GRAPH NEURAL NETWORKS ARE MORE POWERFUL THAN WE THINK

Abstract

Graph Neural Networks (GNNs) are powerful convolutional architectures that have shown remarkable performance in various node-level and graph-level tasks. Despite their success, the common belief is that the expressive power of standard GNNs is limited and that they are at most as discriminative as the Weisfeiler-Lehman (WL) algorithm. In this paper we argue the opposite and show that standard GNNs, with anonymous inputs, produce more discriminative representations than the WL algorithm. In this direction, we derive an alternative analysis that employs linear algebraic tools and characterize the representational power of GNNs with respect to the eigenvalue decomposition of the graph operators.
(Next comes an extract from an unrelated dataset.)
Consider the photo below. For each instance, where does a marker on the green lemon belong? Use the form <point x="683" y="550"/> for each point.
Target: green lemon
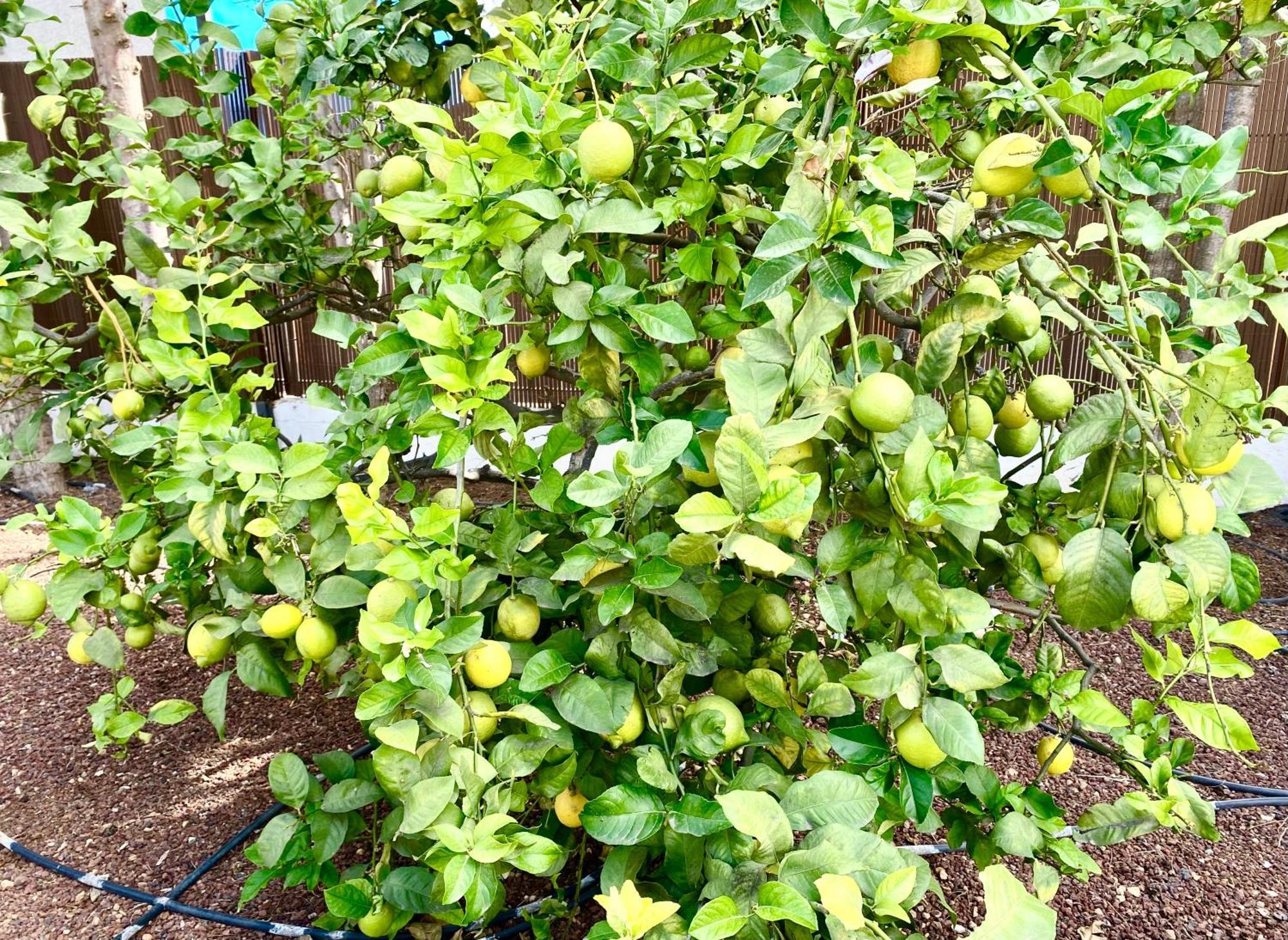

We prove that GNNs are able to generate distinctive outputs from white uninformative inputs, for, at least, all graphs that have different eigenvalues. We also show that simple convolutional architectures with white inputs, produce features that count the closed paths in the graph and are provably more expressive than the WL representations. Thorough experimental analysis on graph isomorphism and graph classification datasets corroborates our theoretical results and demonstrates the effectiveness of the proposed approach.

1. INTRODUCTION

Graph Neural Networks (GNNs) have emerged in the field of machine learning and artificial intelligence as powerful tools that process network structures and network data. Their convolutional architecture allows them to inherit all the favorable properties of convolutional neural networks (CNNs), while they also exploit the graph structure. Despite their remarkable performance, the success of GNNs is still to be demystified. A lot of research has been conducted to theoretically support the experimental developments, focusing on understanding the functionality of GNNs and analyzing their properties. In particular, permutation invariance-equivariance (Maron et al., 2018) , stability to perturbations (Gama et al., 2020) and transferability (Ruiz et al., 2020a; Levie et al., 2021) are properties tantamount to the success of the GNNs. Lately, the research focus has been shifted towards analyzing the expressive power of GNNs, since their universality depends on their ability to produce different outputs for different graphs. The common belief is that standard anonymous GNNs have limited expressive power (Xu et al., 2019) and that it is upper bounded by the expressive power of the Weisfeiler-Lehman (WL) algorithm (Weisfeiler & Leman, 1968) . This induced increased research activity towards building more expressive GNNs by either increasing their complexity, or employ independent graph algorithms to design expressive inputs. In this work we argue the opposite. We prove that standard anonymous graph convolutional structures are able to generate more expressive representations than the WL algorithm. Therefore, resorting to handcrafted features or complex GNNs to break the WL limits is not necessary.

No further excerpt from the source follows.